Version v0.2 of the documentation is no longer actively maintained. The site that you are currently viewing is an archived snapshot. For up-to-date documentation, see the latest version.

Training and serving using TFJob

Serving a model

We treat each deployed model as a component in your APP.

Generate Tensorflow model server component

ks generate tf-serving ${MODEL_COMPONENT} --name=${MODEL_NAME}

Depending where model file is located, set correct parameters

Google cloud

ks param set ${MODEL_COMPONENT} modelPath ${MODEL_PATH}


To use S3, first you need to create secret that will contain access credentials.

apiVersion: v1
  name: secretname
kind: Secret

Enable S3, set url and point to correct Secret

ks param set ${MODEL_COMPONENT} modelPath ${MODEL_PATH}
ks param set ${MODEL_COMPONENT} s3Enable True
ks param set ${MODEL_COMPONENT} s3SecretName secretname

Optionally you can also override default parameters of S3

# S3 region
ks param set ${MODEL_COMPONENT} s3AwsRegion us-west-1

# true Whether or not to use https for S3 connections
ks param set ${MODEL_COMPONENT} s3UseHttps true

# Whether or not to verify https certificates for S3 connections
ks param set ${MODEL_COMPONENT} s3VerifySsl true

# URL for your s3-compatible endpoint.
ks param set ${MODEL_COMPONENT} s3Endpoint http://s3.us-west-1.amazonaws.com


ks param set ${MODEL_COMPONENT} modelPath ${MODEL_PATH}
ks param set ${MODEL_COMPONENT} modelStorageType ${MODEL_STORAGE_TYPE}
ks param set ${MODEL_COMPONENT} nfsPVC ${NFS_PVC_NAME}

Deploy the model component.

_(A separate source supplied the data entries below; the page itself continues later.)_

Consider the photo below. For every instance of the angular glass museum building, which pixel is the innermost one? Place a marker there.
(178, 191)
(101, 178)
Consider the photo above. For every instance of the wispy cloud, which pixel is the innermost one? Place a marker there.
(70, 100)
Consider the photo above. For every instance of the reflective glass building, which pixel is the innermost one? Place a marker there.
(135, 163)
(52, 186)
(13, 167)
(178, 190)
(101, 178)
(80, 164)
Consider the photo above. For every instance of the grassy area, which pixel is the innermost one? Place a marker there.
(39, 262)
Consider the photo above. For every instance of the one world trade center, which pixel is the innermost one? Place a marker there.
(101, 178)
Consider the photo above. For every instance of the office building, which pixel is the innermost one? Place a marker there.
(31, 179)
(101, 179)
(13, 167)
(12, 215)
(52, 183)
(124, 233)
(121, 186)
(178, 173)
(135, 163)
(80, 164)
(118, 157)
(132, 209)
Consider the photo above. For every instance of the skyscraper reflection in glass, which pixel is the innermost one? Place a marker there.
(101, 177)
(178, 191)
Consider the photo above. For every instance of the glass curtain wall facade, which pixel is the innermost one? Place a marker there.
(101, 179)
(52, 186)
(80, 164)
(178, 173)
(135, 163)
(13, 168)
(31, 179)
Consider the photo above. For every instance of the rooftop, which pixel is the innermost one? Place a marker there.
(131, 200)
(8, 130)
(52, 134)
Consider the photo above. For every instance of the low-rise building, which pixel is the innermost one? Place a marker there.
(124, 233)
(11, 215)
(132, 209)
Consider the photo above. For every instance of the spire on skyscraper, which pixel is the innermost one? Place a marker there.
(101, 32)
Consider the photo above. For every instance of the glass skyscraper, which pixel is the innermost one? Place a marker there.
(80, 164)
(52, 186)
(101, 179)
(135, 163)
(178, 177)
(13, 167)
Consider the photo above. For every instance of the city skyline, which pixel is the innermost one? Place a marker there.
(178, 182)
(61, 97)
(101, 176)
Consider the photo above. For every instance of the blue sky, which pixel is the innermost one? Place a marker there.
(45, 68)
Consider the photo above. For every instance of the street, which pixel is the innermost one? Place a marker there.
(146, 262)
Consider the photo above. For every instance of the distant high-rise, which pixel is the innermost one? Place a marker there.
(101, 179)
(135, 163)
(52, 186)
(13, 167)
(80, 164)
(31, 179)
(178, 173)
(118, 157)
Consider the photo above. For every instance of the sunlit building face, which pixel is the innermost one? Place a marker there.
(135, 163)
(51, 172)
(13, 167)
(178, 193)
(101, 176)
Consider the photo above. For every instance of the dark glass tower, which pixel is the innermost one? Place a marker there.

Ksonnet will pick up existing parameters for your environment (e.g. cloud, nocloud) and customize the resulting deployment appropriately

ks apply ${KF_ENV} -c ${MODEL_COMPONENT}

As before, a few pods and services have been created in your cluster. You can get the inception serving endpoint by querying kubernetes:

kubectl get svc inception -n=${NAMESPACE}
NAME        TYPE           CLUSTER-IP      EXTERNAL-IP      PORT(S)          AGE
inception   LoadBalancer   ww.xx.yy.zz   9000:30936/TCP   28m

In this example, you should be able to use the inception_client to hit ww.xx.yy.zz:9000

The model at gs://kubeflow-models/inception is publicly accessible. However, if your environment doesn’t have google cloud credential setup, TF serving will not be able to read the model. See this issue for example. To setup the google cloud credential, you should either have the environment variable GOOGLE_APPLICATION_CREDENTIALS pointing to the credential file, or run gcloud auth login. See doc for more detail.

Telemetry using Istio

Please look at the Istio guide.

Logs and metrics with Stackdriver

See here for instructions to get logs and metrics using Stackdriver.

Request logging

It currently supports streaming to BigQuery.

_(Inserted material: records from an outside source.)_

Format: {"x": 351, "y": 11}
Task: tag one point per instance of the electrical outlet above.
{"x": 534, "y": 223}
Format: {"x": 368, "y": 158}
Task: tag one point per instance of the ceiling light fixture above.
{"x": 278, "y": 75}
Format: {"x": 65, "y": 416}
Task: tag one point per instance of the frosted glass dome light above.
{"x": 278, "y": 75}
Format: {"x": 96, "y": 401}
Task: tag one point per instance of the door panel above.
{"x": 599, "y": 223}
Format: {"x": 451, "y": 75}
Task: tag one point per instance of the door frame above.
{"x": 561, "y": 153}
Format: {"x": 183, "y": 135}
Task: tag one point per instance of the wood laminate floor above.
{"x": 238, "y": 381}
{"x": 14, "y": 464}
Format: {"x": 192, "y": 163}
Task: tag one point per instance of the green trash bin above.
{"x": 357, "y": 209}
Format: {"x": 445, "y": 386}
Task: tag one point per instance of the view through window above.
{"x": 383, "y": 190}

Logging the requests and responses enables log analysis, continuous training, and skew detection.


Create the Bigquery dataset D and table T under your project P. The schema should also be set.

ks pkg install kubeflow/tf-serving
ks generate tf-serving-request-log mnist --gcpProject=P --dataset=D --table=T

Modify tf-serving-with-request-log.jsonnet as needed: - change the param of http proxy for logging, e.g. --request_log_prob=0.1 (Default is 0.01).

ks apply ENV -c mnist

Start sending requests, and the fluentd worker will stream them to Bigquery.

Next steps:

  1. Support different backends other than Bigquery
  2. Support request id (so that the logs can be joined). Issue.
  3. Optionally logs response and other metadata. We probably need a log config other than just sampling probability.